As soon as the databases were combined and hosted on SPARC hardware, continuing with the GS160's made no sense. They were costing $600k/yr in hardware and software maintenance, now were significantly oversize, and were still running the dead-end OpenVMS operating system. This put us in a tough spot. The development team was focused on minimizing their commitment to any re-platforming and was only interested in a move from AlphaServer to Itanium. For me, Itanium (or Itanic, as I called it at the time) was a dead end, and our only move should be to Unix (Solaris). But because the cost to migrate to Itanic was much lower - the application would only have to be recompiled, not re-platformed - the Itanic advocates won the argument. We ended up purchasing Itanium blade servers at a 3-year cost roughly equal to 18 months of support on the GS160's.
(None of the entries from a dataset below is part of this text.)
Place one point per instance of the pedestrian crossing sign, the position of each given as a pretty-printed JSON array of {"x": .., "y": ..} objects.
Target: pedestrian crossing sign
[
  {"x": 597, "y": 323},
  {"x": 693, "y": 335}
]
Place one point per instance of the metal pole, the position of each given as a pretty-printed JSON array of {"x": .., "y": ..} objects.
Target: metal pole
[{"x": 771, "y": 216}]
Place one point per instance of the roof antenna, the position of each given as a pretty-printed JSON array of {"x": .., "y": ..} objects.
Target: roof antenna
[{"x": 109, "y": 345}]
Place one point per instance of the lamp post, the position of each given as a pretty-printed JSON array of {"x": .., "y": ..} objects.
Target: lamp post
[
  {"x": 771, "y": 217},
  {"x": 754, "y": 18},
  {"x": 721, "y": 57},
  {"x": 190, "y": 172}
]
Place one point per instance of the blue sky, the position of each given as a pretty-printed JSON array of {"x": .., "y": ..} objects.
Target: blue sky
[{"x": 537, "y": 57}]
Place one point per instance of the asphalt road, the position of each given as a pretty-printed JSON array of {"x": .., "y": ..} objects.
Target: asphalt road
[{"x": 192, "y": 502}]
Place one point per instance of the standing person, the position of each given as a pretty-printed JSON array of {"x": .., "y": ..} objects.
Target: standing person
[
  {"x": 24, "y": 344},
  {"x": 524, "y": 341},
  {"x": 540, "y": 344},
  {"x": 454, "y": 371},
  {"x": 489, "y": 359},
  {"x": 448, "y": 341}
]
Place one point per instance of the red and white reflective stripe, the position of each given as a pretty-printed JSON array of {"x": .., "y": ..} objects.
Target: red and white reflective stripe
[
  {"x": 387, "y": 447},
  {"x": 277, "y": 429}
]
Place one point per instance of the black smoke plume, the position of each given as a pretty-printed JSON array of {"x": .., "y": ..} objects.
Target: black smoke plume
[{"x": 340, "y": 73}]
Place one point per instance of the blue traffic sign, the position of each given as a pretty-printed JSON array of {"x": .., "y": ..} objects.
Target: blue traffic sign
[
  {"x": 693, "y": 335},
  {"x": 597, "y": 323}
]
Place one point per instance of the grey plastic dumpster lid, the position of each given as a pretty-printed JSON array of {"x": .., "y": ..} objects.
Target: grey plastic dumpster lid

By that time HP's support for OpenVMS had eroded badly. Support for Oracle clients, Java, and other commonly used software was poor or non-existent. That OpenVMS was dead was visible to all but the few for whom OpenVMS was a religious experience.

As we were bashing the decision around in 2009, I strongly suggested that if we purchased Itanium in we'd be on the dead-end OpenVMS platform for five more years. I was wrong. We were on Itanium AlphaServer blades and OpenVMS nine years, until 2018. The (only) good part of that decision was that the Itanium blade servers ran very well and were inexpensive to maintain. And as OpenVMS was pretty dead by then, we did not spend very much time on patches and upgrades, as few were forthcoming from HP.

This is a case where our reluctance to take on some short-term pain resulted in our having to maintain a dead-end obsolete system for many years. 

Thirty-four Years in IT - Addressing Application Security (Part 7)

In the 2008-2009 period, we finally started to seriously address application layer security in our development group.

By that time is was clear that the threat to hosted applications had moved up the stack, and that the center of gravity had shifted towards compromising the web applications rather that the hosting infrastructure. This meant that our applications, for which essentially no serious security related effort had been made, had to finally receive some attention. Our development teams were not tuned in to the security landscape and thus were paying scant attention to web application security. As our home-grown applications exposure to the Internet was mostly limited to simple, student facing functionality such as course registration and grading, the lack of attention was perceived as appropriate by all but a few of us infrastructure and security geeks.

In other words, the dev teams were at the unconscious/incompetent level of the Conscious Competence Matrix.